Tuesday, May 17, 2016

Pat Blankenship, 1949-2016, Rest, dear friend

On Monday, May 16, we lost another friend to Myalgic Encephalomyelitis, Pat Blankenship.  She was just 67.

Here is an essay Pat wrote for the Obama-Biden Transition Project Health Care Report, December 2008.  That was 8 years ago.  We had hopes at the time it would make a difference at NIH (which continued to fund research into ME and CFS at $6 million/year, or $6 per person a year - less than they spend on male pattern baldness.  The full report remains part of the federal records at HHS.   

Living With M.E.
Pat S. Blankenship

In the next few pages, there is a short summary of my experience with Myalgic Encephalomyelitis. I became ill in 1989, and remain totally disabled now. I have been disabled by M.E. longer than I worked as a productive member of society. I am an astrophysicist, but spent the bulk of my short career working in computer telecommunications. Before moving back to my family home in Alabama, I lived in the Northeastern US, primarily the Washington area. That is where I sought treatment for this new disease when I became ill, and found that there was no treatment that worked. During the years I lingered there trying to find medical help, I became involved with the CFS Coordinating Committee, now called the CFSAC. I gave testimony at several of those meetings. I worked with the NIH to help select the first slate of patient members of the committee, and I was also involved with the meetings at the CDC when the first accounting scandal was made public. Those latter activities are public knowledge and my involvement was small and brought about no positive outcome. That's why my statement here is a personal one about how hard it is to live with this disease.

I was struck down at the age of 40, while working as a consultant for the federal government on communication interoperability issues, in November, 1989. In my case, I had an extreme viral onset that was like a severe case of influenza; it was like Texas flu or Swine flu, both of which I had during the years in which they were pandemic. As usual, there was supreme difficulty in obtaining a diagnosis. My knowledge of this disease was nil at that time. For all I knew, I had Lyme disease, or hepatitis, or any of a very large number of viruses I was tested for. I was finally diagnosed by an infectious diseases specialist who used the CDC 1988 definition of CFS, through a process of elimination. I've come to know a lot about what I now know is Myalgic Encephalomyelitis due to brute force exposure to it.
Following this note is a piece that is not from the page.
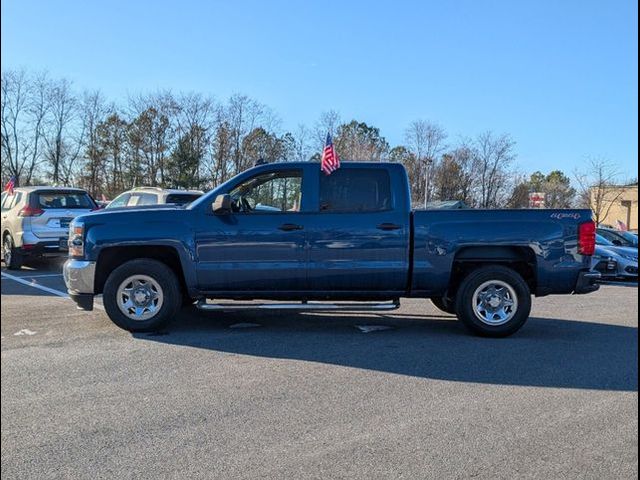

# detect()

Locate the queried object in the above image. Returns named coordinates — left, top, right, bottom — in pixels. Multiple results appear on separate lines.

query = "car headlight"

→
left=69, top=222, right=84, bottom=257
What is it like to have Myalgic Encephalomyelitis (M.E.)? There are physical, cognitive, and social as well as emotional aspects that have happened in my case; we are all different, for this disease has 'different results after inflicting the same insult' upon us. That is a phrase I learned probably 15 years ago from a fellow activist in the Washington, D.C. area. Here is a little glimpse of how my life crumbled from what was once a promising career at the top of a group of enterprising people who were planning for 'Battlefield 2005 telecommunications,' to what I am now, a broken woman who can barely string sentences together.

I have been totally unable to work since 1991, and have been disabled since that time. I lost my job. My legs literally went out from under me and I had to undergo lengthy physical therapy while using 2 canes to walk, haltingly and for only short distances. I walk much better now, after several courses of therapy, including two at facilities of the Warm Springs Institute in Georgia. There are times when I stand too long, and I begin to black out. I can avoid fainting if I sit down, and I will sometimes sit down in a public place on the floor rather than risk fainting. Other physical problems include the onset of fibromyalgia, and several organ system diseases which may be related to the autonomic nervous system aspect of M.E. Since I don't know if they are cause-and-effect, I don't relate them here, but I have become more-or-less bed bound, with only 2 to four hours of activity per day .
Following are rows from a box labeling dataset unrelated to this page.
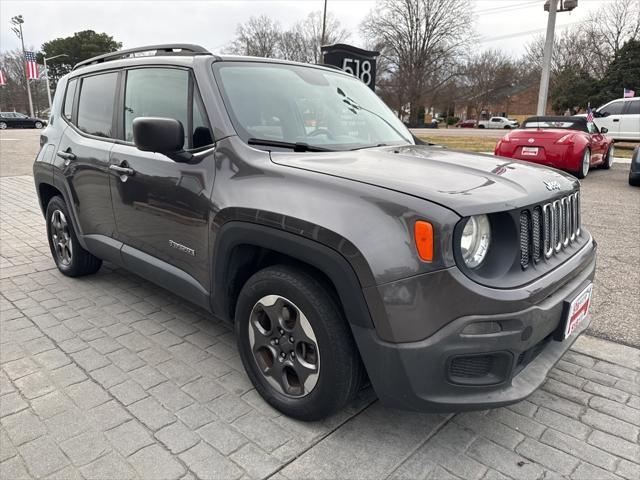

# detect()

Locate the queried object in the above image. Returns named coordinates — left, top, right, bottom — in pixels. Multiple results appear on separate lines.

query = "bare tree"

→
left=226, top=15, right=282, bottom=58
left=361, top=0, right=472, bottom=123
Early in the disease, for some months, I was unable to speak more than a few words. I can usually carry on a conversation now; my self-retraining in what I call word retrieval has been compared to what a stroke victim goes through. Still, I frequently have to close my eyes to remember words though. Reading the printed word became a thing of the past. I can now read a few sentences at a time, but my retention is very poor. I listen to audio books now, and I like to joke that I can listen to the same mystery novel over and over because I don't remember the end. In the past 6 years, I've also developed permanent visual dysfunction too, called palinopsia, which makes it nearly impossible to drive at night, and makes reading from a computer screen much more difficult.

Memory is a very tricky problem now. I have a sort of sliding window of time in the recent past during which I can remember events. It may be 3 days ago up to 6 months ago, or the window may shut down at 3 weeks. I never know if I am going to remember an event, an appointment, or a person. In fact, I have more or less given up on people recognition; unless I see someone daily or maybe weekly, I do not recognize the face. The only reason I know about this sliding memory window is that I have lived with my sister for several years, and she has described it to me. I keep track of appointments and such on my cell phone calendar, without which I would never be able meet any of my obligations. This technology has helped me tremendously in the last few years.
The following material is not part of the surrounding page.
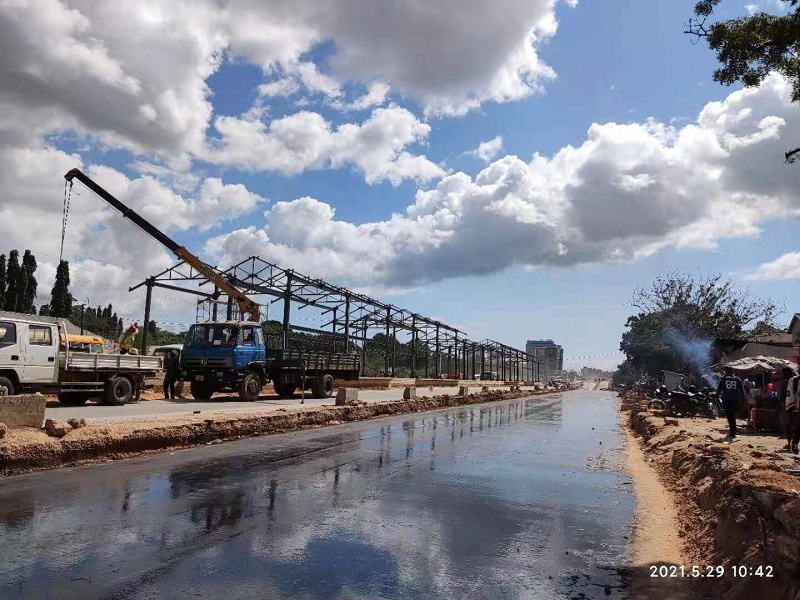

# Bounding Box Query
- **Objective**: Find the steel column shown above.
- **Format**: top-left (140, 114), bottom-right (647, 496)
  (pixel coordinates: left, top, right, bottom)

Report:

I've written this memory description down and keep it for whenever I need to explain it to people, like doctors. Or, as in for this description of my condition for our input to the policy makers for President-elect Obama.

Maybe it is not obvious, but in becoming this ill and unable to function at any sort of professional level, I lost the friends that I had made throughout the years in my field. I lost track of my friends that I had still kept up with in academia, because I was still living in the same northeastern megalopolis where we had been friends. My extreme inability to travel – energy deficits, the need for frequent stops to sit or lie down, and other problems that are poorly understood by healthy people – also cut me off from many of my dearest friends, including my most 'significant other.' I stopped making new friends, unless they were sick like me and I got to know them through support group meetings, or in attending government committee meetings. Even then, I usually lost track of them (unless I made a photograph – I learned that was an important tool) due to memory problems and lack of functional time during each day.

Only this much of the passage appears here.